Implementing cost & quantity
Some expense and income values are easier to calculate by multiplying quantity and costs, and it’s relatively easy to carry out this calculation. For example, let’s say you have to pay $5 per parking spot at your event’s venue, and you need 300 parking spots for the event. See how to make the calculation in Google Sheets below.
In the estimated expense column, type in ‘C(corresponding row number)*D(corresponding row number)’. So if the row number is 31, type in ‘C31*D31’ in the estimated expense column (since it has not been paid for yet). Then hit enter.

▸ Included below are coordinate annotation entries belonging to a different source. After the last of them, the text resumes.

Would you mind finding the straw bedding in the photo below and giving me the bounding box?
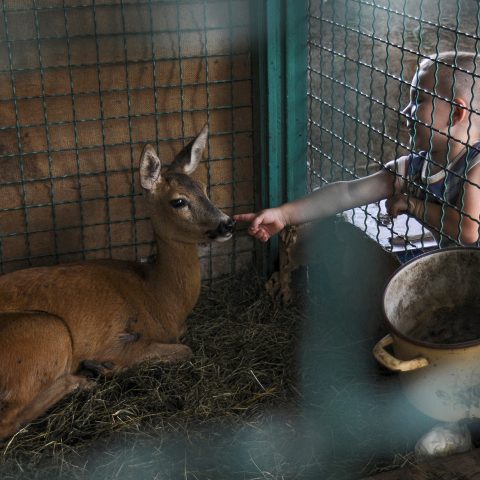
[0,273,434,480]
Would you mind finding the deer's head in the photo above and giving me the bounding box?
[140,125,234,243]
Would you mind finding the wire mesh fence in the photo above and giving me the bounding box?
[308,0,480,254]
[0,0,254,278]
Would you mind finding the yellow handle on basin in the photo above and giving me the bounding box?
[373,334,428,372]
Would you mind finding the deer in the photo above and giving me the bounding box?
[0,125,234,439]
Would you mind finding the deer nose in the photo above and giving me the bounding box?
[207,217,235,241]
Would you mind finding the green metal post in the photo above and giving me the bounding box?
[285,0,308,201]
[251,0,308,274]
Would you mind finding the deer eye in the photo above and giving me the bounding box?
[170,198,188,208]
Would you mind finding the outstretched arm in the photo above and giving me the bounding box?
[234,157,406,242]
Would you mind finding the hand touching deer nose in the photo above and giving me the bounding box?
[233,208,287,242]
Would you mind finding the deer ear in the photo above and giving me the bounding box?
[168,124,208,175]
[140,145,162,190]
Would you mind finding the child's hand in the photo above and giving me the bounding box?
[233,208,286,242]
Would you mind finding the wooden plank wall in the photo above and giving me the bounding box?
[0,0,254,278]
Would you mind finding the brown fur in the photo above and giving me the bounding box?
[0,128,233,438]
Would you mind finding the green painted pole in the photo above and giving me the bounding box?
[251,0,308,275]
[285,0,308,201]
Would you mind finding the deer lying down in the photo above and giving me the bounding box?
[0,126,234,438]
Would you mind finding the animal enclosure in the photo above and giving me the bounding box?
[0,0,479,279]
[0,0,480,480]
[308,0,480,254]
[0,0,254,278]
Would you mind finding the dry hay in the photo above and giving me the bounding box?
[0,275,308,479]
[0,273,436,480]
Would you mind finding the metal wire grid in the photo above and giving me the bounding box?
[308,0,480,255]
[0,0,254,278]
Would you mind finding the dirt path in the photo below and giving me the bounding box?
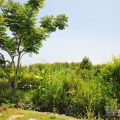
[7,115,24,120]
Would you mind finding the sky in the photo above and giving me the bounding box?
[1,0,120,65]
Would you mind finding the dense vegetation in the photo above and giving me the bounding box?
[0,57,120,117]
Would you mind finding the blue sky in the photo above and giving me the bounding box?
[3,0,120,64]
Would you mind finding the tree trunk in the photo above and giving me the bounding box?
[12,54,20,95]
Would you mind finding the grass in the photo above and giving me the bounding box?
[0,108,77,120]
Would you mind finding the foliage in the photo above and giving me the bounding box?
[0,0,68,92]
[0,58,120,119]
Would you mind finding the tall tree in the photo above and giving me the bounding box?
[0,0,68,93]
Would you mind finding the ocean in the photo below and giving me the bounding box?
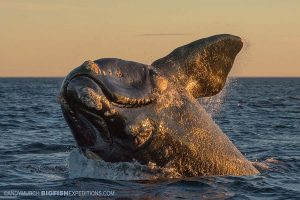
[0,78,300,200]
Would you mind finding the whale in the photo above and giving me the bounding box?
[58,34,259,177]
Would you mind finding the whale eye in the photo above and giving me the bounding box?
[126,118,156,148]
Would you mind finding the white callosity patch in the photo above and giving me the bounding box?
[81,60,100,74]
[68,149,180,180]
[78,87,105,110]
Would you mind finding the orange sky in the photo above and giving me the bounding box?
[0,0,300,77]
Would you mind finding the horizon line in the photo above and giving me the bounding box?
[0,75,300,78]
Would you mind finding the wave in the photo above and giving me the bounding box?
[68,149,181,180]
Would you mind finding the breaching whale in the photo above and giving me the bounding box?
[59,34,258,176]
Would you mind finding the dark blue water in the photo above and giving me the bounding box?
[0,78,300,199]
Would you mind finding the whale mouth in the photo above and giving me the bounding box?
[59,75,150,162]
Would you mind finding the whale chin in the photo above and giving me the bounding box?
[60,34,258,176]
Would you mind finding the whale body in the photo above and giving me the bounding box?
[59,34,258,176]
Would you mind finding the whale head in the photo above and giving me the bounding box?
[59,34,257,176]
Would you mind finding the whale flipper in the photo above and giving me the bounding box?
[151,34,243,98]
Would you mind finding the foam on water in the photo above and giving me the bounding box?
[68,149,180,180]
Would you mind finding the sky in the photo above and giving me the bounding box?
[0,0,300,77]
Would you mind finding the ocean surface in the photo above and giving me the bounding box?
[0,78,300,200]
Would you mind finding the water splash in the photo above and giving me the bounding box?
[199,78,236,117]
[68,149,181,180]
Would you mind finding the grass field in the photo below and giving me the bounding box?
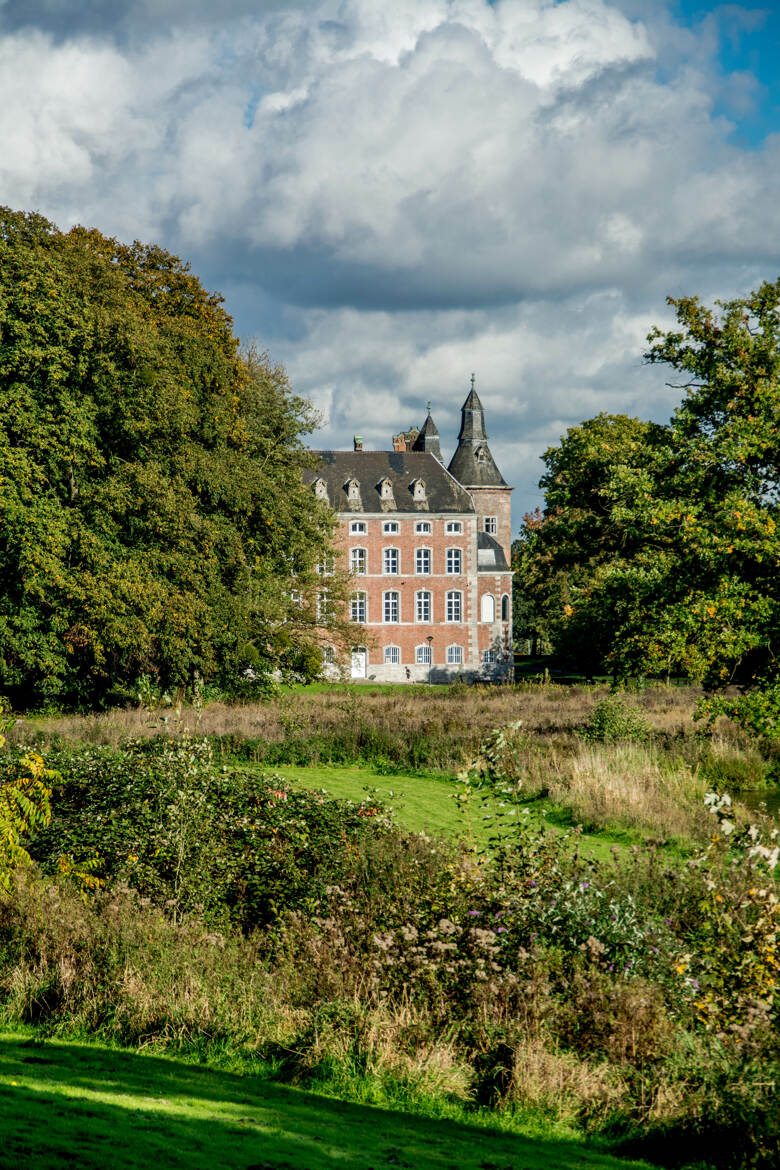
[266,765,654,858]
[0,1032,659,1170]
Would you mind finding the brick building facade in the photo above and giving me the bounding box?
[308,378,512,682]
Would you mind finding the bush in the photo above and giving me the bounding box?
[580,695,653,743]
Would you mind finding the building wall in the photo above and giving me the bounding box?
[469,488,512,564]
[338,511,511,682]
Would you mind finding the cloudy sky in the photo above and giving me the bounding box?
[0,0,780,523]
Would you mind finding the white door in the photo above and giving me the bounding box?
[352,646,368,679]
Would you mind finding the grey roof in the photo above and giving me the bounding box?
[477,532,509,573]
[448,387,509,488]
[412,411,441,460]
[303,450,474,512]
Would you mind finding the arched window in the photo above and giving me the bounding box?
[414,549,430,576]
[446,549,463,573]
[382,590,401,621]
[414,590,432,621]
[382,549,401,577]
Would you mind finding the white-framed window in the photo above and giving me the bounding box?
[446,549,463,573]
[382,590,401,621]
[350,549,368,577]
[414,549,430,576]
[414,590,432,621]
[382,549,401,577]
[317,589,331,621]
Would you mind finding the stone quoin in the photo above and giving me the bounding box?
[306,374,512,682]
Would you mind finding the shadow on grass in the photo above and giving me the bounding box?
[0,1035,654,1170]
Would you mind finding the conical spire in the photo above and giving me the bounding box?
[448,374,508,488]
[412,402,442,463]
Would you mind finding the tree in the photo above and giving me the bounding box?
[525,282,780,688]
[0,209,348,703]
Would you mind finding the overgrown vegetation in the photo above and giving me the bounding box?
[0,208,355,707]
[0,686,780,1168]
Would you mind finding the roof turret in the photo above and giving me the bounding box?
[448,374,508,488]
[412,402,443,463]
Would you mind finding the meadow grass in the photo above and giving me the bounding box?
[0,1030,659,1170]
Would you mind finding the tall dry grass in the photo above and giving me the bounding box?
[13,683,699,749]
[547,743,711,838]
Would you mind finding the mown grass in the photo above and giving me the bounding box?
[0,1030,647,1170]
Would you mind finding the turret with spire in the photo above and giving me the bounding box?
[448,374,508,489]
[412,402,444,463]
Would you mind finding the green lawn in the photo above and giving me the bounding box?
[0,1031,659,1170]
[265,764,642,859]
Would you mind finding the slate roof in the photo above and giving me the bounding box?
[448,387,509,488]
[304,450,475,512]
[477,532,509,573]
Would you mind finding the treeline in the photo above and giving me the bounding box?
[513,282,780,716]
[0,208,350,707]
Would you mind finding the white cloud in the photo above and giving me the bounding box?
[0,0,780,521]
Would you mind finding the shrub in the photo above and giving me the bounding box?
[580,695,651,743]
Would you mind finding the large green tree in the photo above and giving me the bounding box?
[0,208,348,703]
[524,282,780,687]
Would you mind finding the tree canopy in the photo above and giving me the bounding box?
[0,208,348,703]
[518,282,780,688]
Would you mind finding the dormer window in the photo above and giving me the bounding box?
[377,476,393,501]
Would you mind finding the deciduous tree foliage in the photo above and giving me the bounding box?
[518,282,780,688]
[0,208,348,703]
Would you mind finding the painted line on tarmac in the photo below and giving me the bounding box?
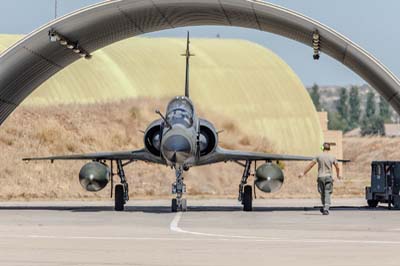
[169,212,400,245]
[1,234,400,246]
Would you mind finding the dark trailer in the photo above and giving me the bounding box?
[365,161,400,209]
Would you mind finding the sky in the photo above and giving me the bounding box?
[0,0,400,86]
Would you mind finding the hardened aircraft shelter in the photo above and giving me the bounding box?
[0,0,400,124]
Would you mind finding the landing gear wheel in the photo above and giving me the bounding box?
[114,184,125,211]
[181,199,187,212]
[242,185,253,212]
[171,199,178,212]
[367,200,379,208]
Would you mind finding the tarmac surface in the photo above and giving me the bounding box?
[0,199,400,266]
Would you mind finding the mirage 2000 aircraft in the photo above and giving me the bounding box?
[23,33,322,212]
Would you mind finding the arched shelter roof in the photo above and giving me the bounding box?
[0,0,400,123]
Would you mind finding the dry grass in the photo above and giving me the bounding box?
[0,99,382,200]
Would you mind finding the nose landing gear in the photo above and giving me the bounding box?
[171,166,187,212]
[238,161,253,212]
[114,160,129,211]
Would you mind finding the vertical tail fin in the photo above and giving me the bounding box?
[182,32,194,98]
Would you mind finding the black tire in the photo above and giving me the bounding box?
[114,184,125,212]
[367,200,379,208]
[171,199,178,212]
[181,199,187,212]
[243,185,253,212]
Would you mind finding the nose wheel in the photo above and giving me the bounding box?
[171,167,187,212]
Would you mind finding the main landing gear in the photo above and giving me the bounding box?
[238,161,253,212]
[171,166,187,212]
[114,160,129,211]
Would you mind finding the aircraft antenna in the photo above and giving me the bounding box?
[182,31,194,98]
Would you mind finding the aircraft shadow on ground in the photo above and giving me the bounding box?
[0,206,388,214]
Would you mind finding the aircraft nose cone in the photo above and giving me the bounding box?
[163,135,191,163]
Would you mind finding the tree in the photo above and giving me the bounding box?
[349,86,361,130]
[310,84,321,112]
[379,96,392,123]
[328,112,348,131]
[336,88,349,120]
[361,91,385,136]
[336,88,350,132]
[365,91,376,119]
[361,115,385,136]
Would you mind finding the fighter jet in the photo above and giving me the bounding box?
[23,33,324,212]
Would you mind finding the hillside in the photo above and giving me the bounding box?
[0,98,378,200]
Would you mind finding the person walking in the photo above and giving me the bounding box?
[299,143,341,215]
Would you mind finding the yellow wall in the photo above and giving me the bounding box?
[0,35,323,155]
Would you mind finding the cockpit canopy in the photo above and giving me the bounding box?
[166,96,194,127]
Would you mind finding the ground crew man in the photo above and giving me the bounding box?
[299,143,341,215]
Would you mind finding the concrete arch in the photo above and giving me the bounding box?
[0,0,400,124]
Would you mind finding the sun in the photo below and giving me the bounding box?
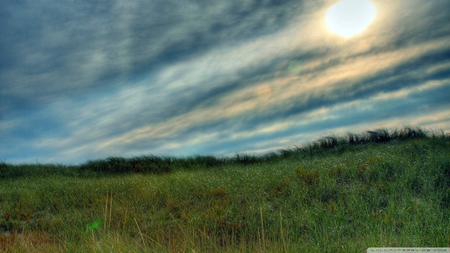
[326,0,375,38]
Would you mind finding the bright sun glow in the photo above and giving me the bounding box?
[326,0,375,38]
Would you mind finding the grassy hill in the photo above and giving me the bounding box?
[0,128,450,252]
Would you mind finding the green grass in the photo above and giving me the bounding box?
[0,128,450,252]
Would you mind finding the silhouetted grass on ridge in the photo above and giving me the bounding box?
[0,127,450,179]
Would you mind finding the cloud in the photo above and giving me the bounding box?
[0,0,450,162]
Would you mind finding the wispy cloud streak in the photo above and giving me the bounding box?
[0,0,450,163]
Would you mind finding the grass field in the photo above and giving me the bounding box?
[0,128,450,252]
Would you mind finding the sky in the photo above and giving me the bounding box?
[0,0,450,165]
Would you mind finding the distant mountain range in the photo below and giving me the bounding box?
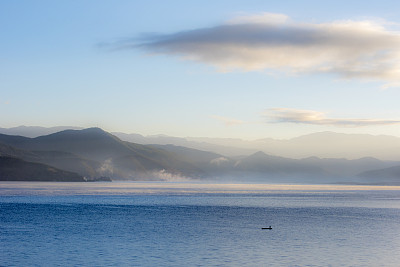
[0,127,400,185]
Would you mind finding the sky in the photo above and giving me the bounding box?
[0,0,400,140]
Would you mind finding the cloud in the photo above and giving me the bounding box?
[263,108,400,127]
[115,13,400,87]
[210,115,245,126]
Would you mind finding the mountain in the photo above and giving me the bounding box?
[0,125,82,138]
[112,132,257,156]
[0,156,85,182]
[0,128,216,179]
[358,166,400,185]
[115,132,400,160]
[0,128,400,184]
[0,126,400,161]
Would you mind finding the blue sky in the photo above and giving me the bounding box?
[0,0,400,139]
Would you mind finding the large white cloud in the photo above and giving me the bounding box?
[263,108,400,127]
[117,13,400,86]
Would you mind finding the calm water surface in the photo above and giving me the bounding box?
[0,182,400,266]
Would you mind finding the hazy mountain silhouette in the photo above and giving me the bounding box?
[0,128,216,179]
[0,128,400,184]
[358,166,400,185]
[0,126,400,161]
[0,125,83,138]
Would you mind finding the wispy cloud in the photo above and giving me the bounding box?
[210,115,245,126]
[263,108,400,127]
[115,13,400,87]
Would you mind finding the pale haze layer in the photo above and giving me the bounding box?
[0,0,400,140]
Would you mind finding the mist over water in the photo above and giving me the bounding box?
[0,182,400,266]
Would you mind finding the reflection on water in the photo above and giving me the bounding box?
[0,182,400,266]
[0,182,400,196]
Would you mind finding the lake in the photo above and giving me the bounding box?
[0,182,400,266]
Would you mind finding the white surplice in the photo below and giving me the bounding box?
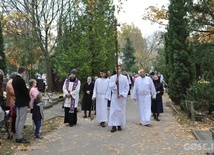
[92,78,109,123]
[108,75,129,126]
[132,76,156,125]
[62,79,81,108]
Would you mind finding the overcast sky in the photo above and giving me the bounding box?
[114,0,169,37]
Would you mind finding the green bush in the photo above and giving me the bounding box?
[186,80,214,111]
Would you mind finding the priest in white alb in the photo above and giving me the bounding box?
[108,66,129,132]
[92,70,110,127]
[132,69,156,127]
[62,69,81,127]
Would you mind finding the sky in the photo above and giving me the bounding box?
[114,0,169,37]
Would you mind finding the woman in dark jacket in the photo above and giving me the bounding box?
[152,75,164,121]
[82,77,94,118]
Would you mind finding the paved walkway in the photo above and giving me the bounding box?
[16,97,196,155]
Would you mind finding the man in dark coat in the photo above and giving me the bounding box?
[12,67,30,143]
[82,77,94,118]
[151,75,164,121]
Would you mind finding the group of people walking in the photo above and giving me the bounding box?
[63,66,164,132]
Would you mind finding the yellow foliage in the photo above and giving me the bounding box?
[13,12,20,19]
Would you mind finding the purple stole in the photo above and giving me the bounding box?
[66,77,78,113]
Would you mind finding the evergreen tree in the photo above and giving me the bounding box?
[122,38,135,71]
[52,0,115,81]
[0,21,7,73]
[165,0,195,104]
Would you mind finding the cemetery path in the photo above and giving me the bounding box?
[15,97,199,155]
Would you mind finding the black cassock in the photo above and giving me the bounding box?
[82,82,94,111]
[151,80,164,113]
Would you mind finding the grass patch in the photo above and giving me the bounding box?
[0,117,63,155]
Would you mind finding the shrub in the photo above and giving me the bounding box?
[186,80,214,111]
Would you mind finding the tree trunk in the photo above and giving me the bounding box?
[45,56,53,92]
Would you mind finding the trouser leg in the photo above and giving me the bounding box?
[16,106,28,139]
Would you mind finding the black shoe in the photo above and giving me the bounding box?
[100,122,105,128]
[117,126,122,131]
[16,138,30,143]
[153,114,157,119]
[111,126,117,132]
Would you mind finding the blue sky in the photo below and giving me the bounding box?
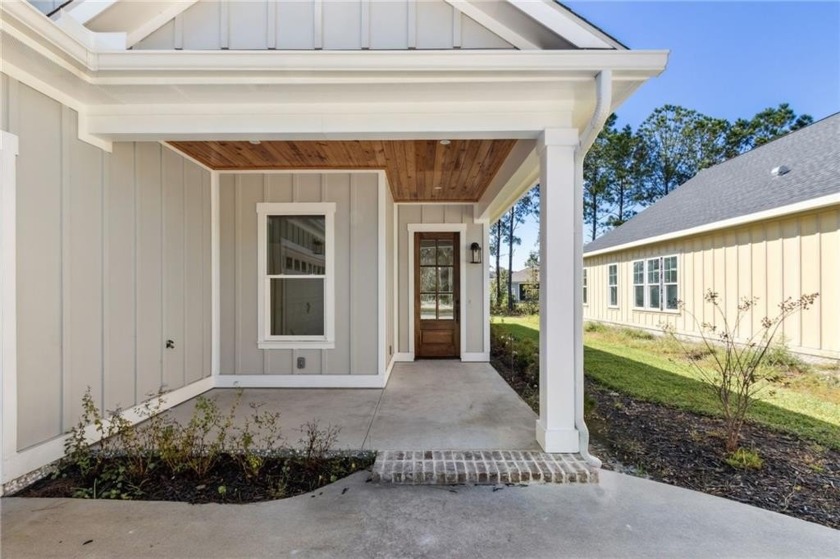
[506,1,840,269]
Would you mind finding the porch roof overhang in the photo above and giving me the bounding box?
[0,0,668,206]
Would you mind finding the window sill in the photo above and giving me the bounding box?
[257,340,335,349]
[633,307,680,314]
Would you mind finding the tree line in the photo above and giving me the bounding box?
[583,103,814,240]
[490,103,814,311]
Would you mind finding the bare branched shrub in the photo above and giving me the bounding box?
[662,289,819,452]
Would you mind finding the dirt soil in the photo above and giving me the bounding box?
[16,453,373,503]
[586,381,840,529]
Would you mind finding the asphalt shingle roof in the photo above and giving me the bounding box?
[584,113,840,253]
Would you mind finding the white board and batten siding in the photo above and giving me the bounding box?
[2,76,211,451]
[584,206,840,359]
[219,172,380,375]
[397,204,490,361]
[133,0,513,50]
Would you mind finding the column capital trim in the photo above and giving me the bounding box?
[537,128,580,154]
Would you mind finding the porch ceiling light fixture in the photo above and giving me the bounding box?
[470,243,481,264]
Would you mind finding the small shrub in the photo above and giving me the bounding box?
[725,448,764,470]
[662,289,819,452]
[621,328,656,340]
[583,321,607,332]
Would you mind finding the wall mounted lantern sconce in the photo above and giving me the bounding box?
[470,243,481,264]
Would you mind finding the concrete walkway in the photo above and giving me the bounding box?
[164,361,539,450]
[0,472,840,559]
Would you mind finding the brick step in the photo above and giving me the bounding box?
[371,450,598,485]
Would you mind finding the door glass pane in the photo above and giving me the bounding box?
[420,240,437,266]
[438,241,455,266]
[266,215,326,276]
[648,285,659,309]
[636,285,645,307]
[420,268,437,293]
[438,295,455,320]
[269,278,324,336]
[438,267,455,293]
[665,285,679,309]
[420,294,437,320]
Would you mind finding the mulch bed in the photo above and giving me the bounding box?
[16,453,374,503]
[586,381,840,529]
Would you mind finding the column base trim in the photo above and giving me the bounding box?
[537,419,580,452]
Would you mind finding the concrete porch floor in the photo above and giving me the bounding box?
[170,361,539,450]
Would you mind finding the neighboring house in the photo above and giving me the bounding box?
[510,268,540,303]
[0,0,667,490]
[584,114,840,364]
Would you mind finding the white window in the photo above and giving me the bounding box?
[633,260,645,308]
[607,264,618,307]
[583,268,589,305]
[633,256,679,311]
[257,203,335,349]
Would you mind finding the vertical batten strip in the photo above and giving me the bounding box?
[265,0,277,50]
[257,175,273,375]
[233,175,240,375]
[155,144,166,390]
[131,142,141,405]
[219,0,230,50]
[407,0,417,49]
[347,173,358,375]
[209,171,222,376]
[181,164,190,387]
[361,0,370,50]
[174,14,184,50]
[452,6,463,49]
[59,105,73,433]
[312,0,324,50]
[99,151,111,410]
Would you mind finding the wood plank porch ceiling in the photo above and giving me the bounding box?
[169,140,516,202]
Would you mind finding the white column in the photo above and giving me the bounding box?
[537,129,583,452]
[0,131,18,486]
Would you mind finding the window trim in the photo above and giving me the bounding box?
[607,262,620,309]
[257,202,336,349]
[632,254,681,314]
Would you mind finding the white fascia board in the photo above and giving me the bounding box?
[61,0,120,25]
[507,0,624,49]
[55,13,126,51]
[126,0,198,48]
[90,50,668,79]
[86,104,564,141]
[444,0,540,50]
[583,194,840,258]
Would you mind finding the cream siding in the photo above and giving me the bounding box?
[584,206,840,358]
[219,172,384,375]
[397,204,490,353]
[2,78,210,450]
[135,0,513,50]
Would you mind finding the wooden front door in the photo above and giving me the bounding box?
[414,233,461,357]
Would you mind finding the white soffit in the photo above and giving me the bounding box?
[52,0,624,50]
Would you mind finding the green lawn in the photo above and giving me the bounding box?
[492,316,840,449]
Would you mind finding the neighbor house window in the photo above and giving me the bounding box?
[583,268,589,305]
[633,260,645,308]
[633,256,679,310]
[257,203,335,349]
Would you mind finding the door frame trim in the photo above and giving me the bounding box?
[407,223,467,361]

Once you have paid for the parking in full, you can come back into the event budget and add the actual amount paid, which should match the estimated amount. You can do this by either putting the same formula into the cell or typing in the matching value.
Removing an item
This is probably the easiest task to do of the three. To remove an item from the event budget, all you have to do is right-click the item you want to remove and then click ‘delete row’
Working with an event budget is an essential part of the event planning process, regardless of your event format or size. Overspending on an event has harmful impacts on the organization hosting the event, and even the event planner themself, potentially causing both to lose lots of money. To avoid this, the best event organizers budget diligently and ensure the chance of overspending is negligible. If you are looking to plan an event or know someone that is, check out this event budget template above!